The Revenge of the Radioactive Lady - Elizabeth Stuckey-French [42]
Otis felt anxiety bubble up in his stomach, the way it did every morning when he went into Sunny Side High School, a horrible feeling he was used to and had learned to hide. He gravitated toward the teachers because most of them were patient with him and didn’t openly laugh at him or whisper about him or ignore him. Except his English teacher, Mr. Lennon, who seemed to find everything Otis said side-splittingly funny. The teachers were getting paid to put up with him, it was true, but for Otis the knowledge of this fact was only a small humiliation compared to the myriad other humiliations visited upon him, either on purpose or not, by his fellow classmates. Fresh in his memory was yesterday’s history class, when, toward the end of the hour, he’d opened his mouth and began to speak—offering up tidbits about World War II bombers—information he’d read somewhere—and as he was talking about P-51 Mustangs, and P-47 Thunderbolts and B-29 Flying Fortresses he saw the teacher, Mr. Fusek, shaking his head at someone, so Otis looked around. Half of the class was rolling their eyes or covering their ears, and the other half was snickering. This was bad enough, but even worse was the realization he’d had later, on the bus going home, that they’d probably been doing this all year long and he just hadn’t noticed.
There was just one more week of his junior year to endure until they got out for the summer. And this would be a great summer. This summer would be his summer! The summer of his triumph!

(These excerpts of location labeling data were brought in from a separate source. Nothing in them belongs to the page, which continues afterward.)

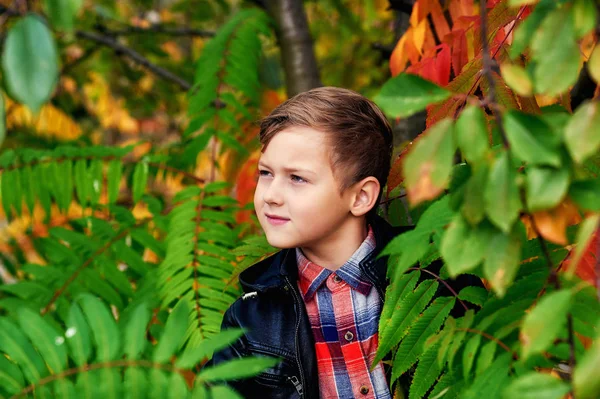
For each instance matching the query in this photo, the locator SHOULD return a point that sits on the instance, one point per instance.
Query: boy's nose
(272, 195)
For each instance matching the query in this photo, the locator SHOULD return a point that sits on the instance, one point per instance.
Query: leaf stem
(488, 65)
(438, 278)
(491, 338)
(85, 264)
(96, 366)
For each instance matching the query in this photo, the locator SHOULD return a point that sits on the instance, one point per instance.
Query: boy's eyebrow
(288, 169)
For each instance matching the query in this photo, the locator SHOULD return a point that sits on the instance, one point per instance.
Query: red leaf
(440, 24)
(442, 64)
(586, 268)
(459, 51)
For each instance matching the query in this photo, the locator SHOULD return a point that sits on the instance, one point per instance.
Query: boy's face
(297, 199)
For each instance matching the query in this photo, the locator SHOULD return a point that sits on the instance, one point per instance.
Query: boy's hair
(358, 131)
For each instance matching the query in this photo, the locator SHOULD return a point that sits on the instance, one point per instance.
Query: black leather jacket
(274, 316)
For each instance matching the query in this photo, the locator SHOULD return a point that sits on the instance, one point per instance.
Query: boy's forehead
(298, 144)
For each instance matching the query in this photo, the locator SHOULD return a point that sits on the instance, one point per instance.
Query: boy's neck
(333, 252)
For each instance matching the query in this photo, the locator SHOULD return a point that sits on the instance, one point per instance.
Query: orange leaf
(419, 35)
(586, 267)
(399, 58)
(459, 51)
(440, 23)
(552, 224)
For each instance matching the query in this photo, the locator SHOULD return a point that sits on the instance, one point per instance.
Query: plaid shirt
(344, 310)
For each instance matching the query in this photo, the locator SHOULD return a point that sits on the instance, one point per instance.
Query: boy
(316, 304)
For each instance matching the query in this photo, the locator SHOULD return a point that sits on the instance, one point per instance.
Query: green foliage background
(119, 302)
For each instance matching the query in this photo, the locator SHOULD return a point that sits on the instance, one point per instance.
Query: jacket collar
(271, 272)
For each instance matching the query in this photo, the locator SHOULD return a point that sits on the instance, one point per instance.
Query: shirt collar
(312, 276)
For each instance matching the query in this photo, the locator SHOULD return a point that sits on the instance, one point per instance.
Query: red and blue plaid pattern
(344, 310)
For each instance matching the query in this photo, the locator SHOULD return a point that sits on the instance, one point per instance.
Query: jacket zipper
(298, 384)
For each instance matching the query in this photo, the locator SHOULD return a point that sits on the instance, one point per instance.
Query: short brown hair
(359, 132)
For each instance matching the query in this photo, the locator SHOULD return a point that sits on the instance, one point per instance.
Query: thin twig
(134, 56)
(491, 338)
(488, 64)
(443, 282)
(96, 366)
(160, 29)
(85, 264)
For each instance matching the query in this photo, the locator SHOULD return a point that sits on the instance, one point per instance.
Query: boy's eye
(298, 179)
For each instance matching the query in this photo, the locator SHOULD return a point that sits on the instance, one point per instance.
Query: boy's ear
(365, 195)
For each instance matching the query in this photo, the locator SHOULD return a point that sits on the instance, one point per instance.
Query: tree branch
(488, 65)
(134, 56)
(160, 29)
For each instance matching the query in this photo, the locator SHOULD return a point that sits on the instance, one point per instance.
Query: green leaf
(471, 348)
(193, 356)
(103, 326)
(140, 179)
(546, 188)
(426, 373)
(526, 30)
(224, 392)
(135, 332)
(555, 53)
(62, 13)
(11, 378)
(462, 325)
(502, 260)
(536, 386)
(428, 165)
(471, 133)
(30, 62)
(95, 179)
(582, 133)
(502, 202)
(177, 387)
(78, 336)
(81, 181)
(464, 247)
(406, 94)
(489, 384)
(407, 310)
(46, 339)
(174, 332)
(113, 180)
(412, 345)
(584, 16)
(585, 377)
(237, 369)
(135, 383)
(2, 121)
(398, 288)
(586, 194)
(14, 343)
(531, 139)
(475, 295)
(542, 325)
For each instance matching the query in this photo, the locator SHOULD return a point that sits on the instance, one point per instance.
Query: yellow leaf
(419, 35)
(552, 224)
(594, 64)
(51, 122)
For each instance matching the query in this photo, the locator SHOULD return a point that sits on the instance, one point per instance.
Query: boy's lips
(276, 220)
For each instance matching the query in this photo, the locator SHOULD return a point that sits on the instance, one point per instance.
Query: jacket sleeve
(233, 351)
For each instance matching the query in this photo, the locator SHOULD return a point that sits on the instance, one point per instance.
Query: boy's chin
(281, 242)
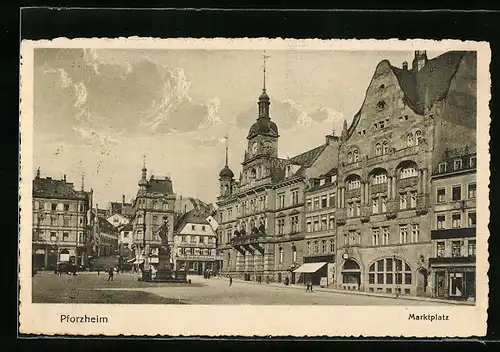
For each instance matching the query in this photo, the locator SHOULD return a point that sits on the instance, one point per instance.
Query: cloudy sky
(99, 111)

Surely he could handle Rusty for a few minutes, since she wasn’t attached to Royce and they were in a totally different place than usual.
He switched off his Geiger counter and glanced around the big room—a huge walnut bed, a red dinette set, a glassed-in bookcase, racks of what looked like old prom dresses, but no clocks. “What kind of comic books are you reading?” he asked Rusty, just to stall.
“Radioactive Man. From The Simpsons. Ever seen him?” Rusty held up a comic book with a Bart Simpsonish–looking character on it, dressed in a superhero suit.
Otis had never heard of Radioactive Man. Was this just a coincidence? Or was Rusty mocking him? Was this a planned prank? But Rusty hadn’t known he’d be coming in here. Like usual, Otis was taking too long to reply to someone, which made him seem even more gooney. He needed to say something quick, something safe. “There was a big earthquake in Indonesia. Six thousand people were killed.”
Rusty tossed her dyed black hair. Even from here, Otis could smell cigarettes. She mimicked Otis. “I heard about the earthquake in Indonesia.” Then back to her own voice. “Is that an alien detector you got there? The only alien in here is my grandma. Did she give you a hard time? She doesn’t like men, only horses. Hey, isn’t unguent a great word? It’s my new favorite.”
“I’m looking for clocks. The old kind, with glow-in-the-dark dials. The bigger the better.”
Rusty did her smirk. “You’re so twisted. Hey. Want to come to a party with us tonight? Me and Royce. FSU party. Free beer and other stuff, if you get my drift.” Instead of lowering her voice, she’d raised it. Her grandma would hear!
“Can’t, I got plans,” Otis said. He’d learned that most invitations he received weren’t sincere, so it was best to say no straightaway just to be safe. And he really did have plans. When he was done building his model breeder reactor—the youngest person ever to build one, the only civilian to ever build one—then he could take time out to go to parties. People would be having parties in his honor!
“What plans? Jerking off to Internet sites about aliens?”
“I don’t believe in aliens,” Otis told Rusty. “There’s no definitive proof, from any reliable source, that any so-called alien beings or their crafts have ever visited Earth.”